Filmmaker: Il film è descritto come un thriller fiabesco, ma è ambientato in un momento reale di crisi economica non troppo lontano nella storia americana. Che tipo di equilibrio tra immaginario e reale ha cercato di raggiungere con questo film?

Hamilton: American Fable è un thriller fiabesco ad una prima visione, può essere apprezzato solo come tale. Sotto la superficie, però, è anche un’allegoria sulla disintegrazione dell’America che sta avvenendo proprio ora e che è iniziata negli anni ’80. Penso che avere due livelli o intenzioni in cui il film opera sia una cosa difficile ma importante da fare in un film perché voglio che ci sia una ricompensa per una seconda visione. È tutta una questione di strati. L’equilibrio tra i due è stato raggiunto facendo sì che la magia della storia avvenga completamente attraverso la prospettiva di Gitty – c’è davvero solo una scena in cui lei non è presente o osserva, ma è una scena veloce – e poi lasciando che la vera storia avvenga intorno a lei. Succedono molte cose che non vediamo, ma che sono implicite.

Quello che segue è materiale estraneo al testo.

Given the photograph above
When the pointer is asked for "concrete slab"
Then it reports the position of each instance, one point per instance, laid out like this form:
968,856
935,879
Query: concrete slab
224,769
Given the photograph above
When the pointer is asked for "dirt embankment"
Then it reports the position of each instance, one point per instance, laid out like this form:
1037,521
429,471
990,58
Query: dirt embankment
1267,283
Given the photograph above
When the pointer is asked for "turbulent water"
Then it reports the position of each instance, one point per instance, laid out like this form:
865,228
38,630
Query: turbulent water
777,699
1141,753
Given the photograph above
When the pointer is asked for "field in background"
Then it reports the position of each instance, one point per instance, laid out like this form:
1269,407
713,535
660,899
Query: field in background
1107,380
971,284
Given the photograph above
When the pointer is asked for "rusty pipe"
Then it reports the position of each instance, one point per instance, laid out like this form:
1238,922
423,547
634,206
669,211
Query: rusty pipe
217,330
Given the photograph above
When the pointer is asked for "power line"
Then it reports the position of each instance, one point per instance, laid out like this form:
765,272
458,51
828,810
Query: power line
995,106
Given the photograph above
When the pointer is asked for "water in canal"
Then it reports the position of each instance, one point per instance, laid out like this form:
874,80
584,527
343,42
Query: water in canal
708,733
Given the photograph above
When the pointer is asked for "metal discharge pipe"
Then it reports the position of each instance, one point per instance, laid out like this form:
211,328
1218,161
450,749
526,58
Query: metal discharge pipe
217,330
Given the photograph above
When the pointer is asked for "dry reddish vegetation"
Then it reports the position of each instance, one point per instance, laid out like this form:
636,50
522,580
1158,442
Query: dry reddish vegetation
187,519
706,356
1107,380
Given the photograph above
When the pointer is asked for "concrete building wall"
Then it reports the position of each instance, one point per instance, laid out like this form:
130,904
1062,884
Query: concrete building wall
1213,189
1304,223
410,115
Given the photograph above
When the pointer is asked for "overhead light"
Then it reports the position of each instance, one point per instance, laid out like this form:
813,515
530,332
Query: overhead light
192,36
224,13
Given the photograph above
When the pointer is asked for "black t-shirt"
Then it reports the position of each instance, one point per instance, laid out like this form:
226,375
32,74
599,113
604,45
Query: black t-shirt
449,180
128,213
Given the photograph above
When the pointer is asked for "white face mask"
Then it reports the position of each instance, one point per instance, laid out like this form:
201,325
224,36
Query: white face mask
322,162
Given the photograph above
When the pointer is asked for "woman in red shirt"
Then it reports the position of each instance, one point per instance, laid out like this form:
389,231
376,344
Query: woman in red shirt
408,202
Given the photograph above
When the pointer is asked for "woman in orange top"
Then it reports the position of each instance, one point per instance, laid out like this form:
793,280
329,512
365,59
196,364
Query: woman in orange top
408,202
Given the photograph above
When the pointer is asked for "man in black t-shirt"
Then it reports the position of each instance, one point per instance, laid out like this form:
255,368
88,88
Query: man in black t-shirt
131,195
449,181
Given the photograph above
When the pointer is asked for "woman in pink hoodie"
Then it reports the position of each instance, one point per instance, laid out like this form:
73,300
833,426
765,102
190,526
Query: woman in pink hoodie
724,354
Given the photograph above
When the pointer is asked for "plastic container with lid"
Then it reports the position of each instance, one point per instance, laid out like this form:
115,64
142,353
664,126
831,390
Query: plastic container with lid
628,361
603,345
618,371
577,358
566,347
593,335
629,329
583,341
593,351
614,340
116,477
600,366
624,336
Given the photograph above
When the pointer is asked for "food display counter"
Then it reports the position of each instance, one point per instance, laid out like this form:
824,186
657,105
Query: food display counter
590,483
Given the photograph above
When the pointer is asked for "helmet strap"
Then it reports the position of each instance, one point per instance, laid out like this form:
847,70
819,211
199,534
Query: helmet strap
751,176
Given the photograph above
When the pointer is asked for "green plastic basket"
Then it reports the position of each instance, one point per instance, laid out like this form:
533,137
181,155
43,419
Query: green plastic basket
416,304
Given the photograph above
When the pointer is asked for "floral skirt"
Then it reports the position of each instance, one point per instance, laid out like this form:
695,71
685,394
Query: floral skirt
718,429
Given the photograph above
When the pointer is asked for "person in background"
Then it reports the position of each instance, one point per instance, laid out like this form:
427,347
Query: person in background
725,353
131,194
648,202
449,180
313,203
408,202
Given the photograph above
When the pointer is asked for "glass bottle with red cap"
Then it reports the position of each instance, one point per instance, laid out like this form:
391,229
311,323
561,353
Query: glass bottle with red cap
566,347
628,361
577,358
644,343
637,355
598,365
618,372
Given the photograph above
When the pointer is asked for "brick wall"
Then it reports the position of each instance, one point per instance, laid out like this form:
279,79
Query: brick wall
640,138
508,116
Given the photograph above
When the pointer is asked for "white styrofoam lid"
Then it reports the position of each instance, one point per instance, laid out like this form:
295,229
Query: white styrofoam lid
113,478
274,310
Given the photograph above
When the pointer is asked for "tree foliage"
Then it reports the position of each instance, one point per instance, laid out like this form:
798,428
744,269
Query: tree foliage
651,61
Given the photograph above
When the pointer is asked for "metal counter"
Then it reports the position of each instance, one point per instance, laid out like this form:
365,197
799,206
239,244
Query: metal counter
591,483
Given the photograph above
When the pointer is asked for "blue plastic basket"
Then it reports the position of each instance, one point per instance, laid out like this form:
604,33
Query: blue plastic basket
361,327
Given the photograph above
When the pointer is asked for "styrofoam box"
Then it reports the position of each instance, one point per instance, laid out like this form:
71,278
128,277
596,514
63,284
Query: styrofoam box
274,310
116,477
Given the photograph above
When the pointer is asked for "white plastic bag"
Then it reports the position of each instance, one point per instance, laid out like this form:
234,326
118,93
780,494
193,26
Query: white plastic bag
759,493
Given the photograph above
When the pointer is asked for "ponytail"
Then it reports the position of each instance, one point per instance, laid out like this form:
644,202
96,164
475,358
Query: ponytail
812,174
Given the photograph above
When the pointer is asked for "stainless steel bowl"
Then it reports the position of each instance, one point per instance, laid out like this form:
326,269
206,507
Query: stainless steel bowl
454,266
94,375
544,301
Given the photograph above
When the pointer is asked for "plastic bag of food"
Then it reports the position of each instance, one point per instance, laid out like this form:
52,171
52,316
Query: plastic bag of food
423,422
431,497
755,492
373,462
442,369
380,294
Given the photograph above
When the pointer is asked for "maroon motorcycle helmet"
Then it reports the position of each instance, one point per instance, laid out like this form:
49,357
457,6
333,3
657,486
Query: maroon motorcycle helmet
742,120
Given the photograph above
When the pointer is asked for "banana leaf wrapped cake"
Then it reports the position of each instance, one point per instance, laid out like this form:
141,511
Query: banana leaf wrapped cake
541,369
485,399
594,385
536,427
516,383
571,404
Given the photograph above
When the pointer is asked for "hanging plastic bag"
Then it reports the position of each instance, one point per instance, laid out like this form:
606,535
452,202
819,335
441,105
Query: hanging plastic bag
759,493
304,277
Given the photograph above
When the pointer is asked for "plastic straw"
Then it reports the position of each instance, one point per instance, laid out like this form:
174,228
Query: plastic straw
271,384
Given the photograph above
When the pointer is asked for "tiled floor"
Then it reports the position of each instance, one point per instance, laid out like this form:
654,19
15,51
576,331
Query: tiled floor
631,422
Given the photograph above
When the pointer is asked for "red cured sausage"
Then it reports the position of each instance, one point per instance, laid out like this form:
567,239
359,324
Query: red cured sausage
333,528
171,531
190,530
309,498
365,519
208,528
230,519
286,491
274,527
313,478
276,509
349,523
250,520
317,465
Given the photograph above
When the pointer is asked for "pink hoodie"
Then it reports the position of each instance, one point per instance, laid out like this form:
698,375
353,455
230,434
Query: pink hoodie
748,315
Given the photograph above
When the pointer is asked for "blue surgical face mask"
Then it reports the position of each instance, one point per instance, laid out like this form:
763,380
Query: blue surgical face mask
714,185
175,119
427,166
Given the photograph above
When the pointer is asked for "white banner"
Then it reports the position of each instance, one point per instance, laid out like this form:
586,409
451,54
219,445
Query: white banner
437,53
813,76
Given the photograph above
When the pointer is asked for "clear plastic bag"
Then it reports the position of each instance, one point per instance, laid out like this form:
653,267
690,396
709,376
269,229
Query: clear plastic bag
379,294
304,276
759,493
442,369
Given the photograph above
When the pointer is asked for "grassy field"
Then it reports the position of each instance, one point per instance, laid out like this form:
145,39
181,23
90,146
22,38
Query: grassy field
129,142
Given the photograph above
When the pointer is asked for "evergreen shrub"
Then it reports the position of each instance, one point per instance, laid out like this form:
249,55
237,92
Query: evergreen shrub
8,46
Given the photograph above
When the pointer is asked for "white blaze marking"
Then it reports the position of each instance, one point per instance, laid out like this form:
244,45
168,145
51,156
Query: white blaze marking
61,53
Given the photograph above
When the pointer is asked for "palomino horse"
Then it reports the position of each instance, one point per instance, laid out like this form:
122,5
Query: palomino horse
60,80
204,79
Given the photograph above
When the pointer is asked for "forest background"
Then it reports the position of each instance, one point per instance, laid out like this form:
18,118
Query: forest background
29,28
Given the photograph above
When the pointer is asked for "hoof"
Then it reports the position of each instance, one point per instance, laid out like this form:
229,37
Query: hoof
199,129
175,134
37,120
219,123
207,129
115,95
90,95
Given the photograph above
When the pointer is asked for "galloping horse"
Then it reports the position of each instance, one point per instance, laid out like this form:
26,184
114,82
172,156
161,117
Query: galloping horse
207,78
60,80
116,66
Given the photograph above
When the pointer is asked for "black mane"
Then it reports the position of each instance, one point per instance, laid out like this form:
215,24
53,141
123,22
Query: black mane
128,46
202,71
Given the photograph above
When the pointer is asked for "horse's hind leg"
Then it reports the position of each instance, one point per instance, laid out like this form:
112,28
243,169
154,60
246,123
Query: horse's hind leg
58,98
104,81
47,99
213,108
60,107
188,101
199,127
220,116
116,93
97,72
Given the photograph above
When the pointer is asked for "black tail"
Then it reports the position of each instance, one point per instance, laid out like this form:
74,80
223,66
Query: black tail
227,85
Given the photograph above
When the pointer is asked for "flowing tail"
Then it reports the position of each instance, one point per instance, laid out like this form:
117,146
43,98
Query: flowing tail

Filmmaker: Infine, hai lavorato come stagista a Tree of Life. Che tipo di influenza ti ha lasciato quell’esperienza, e come ha influenzato il modo in cui ti sei avvicinato ad American Fable?

Hamilton: Ho lavorato per lui nel 2008-2009 come stagista, che ormai è passato molto tempo. Terry ha decisamente cambiato la mia vita quando mi ha chiamato e mi ha offerto lo stage, ed essendo un giovane ventenne che non aveva mai incontrato un regista prima, ho assorbito tutto quello che potevo stando con lui e osservando il suo stile di leadership e il suo istinto di montaggio. Il mio stile è comunque molto diverso dall’estetica di Terry. Penso che la cosa più grande che ho imparato da lui sia stata quanta pazienza e concentrazione ci vuole per guidare un gruppo di persone. Per un regista, fare un film a volte è come spingere un 747 pieno di persone su una pista da solo, e devi avere molta forza interiore per farlo con grazia. Terry ne ha da vendere.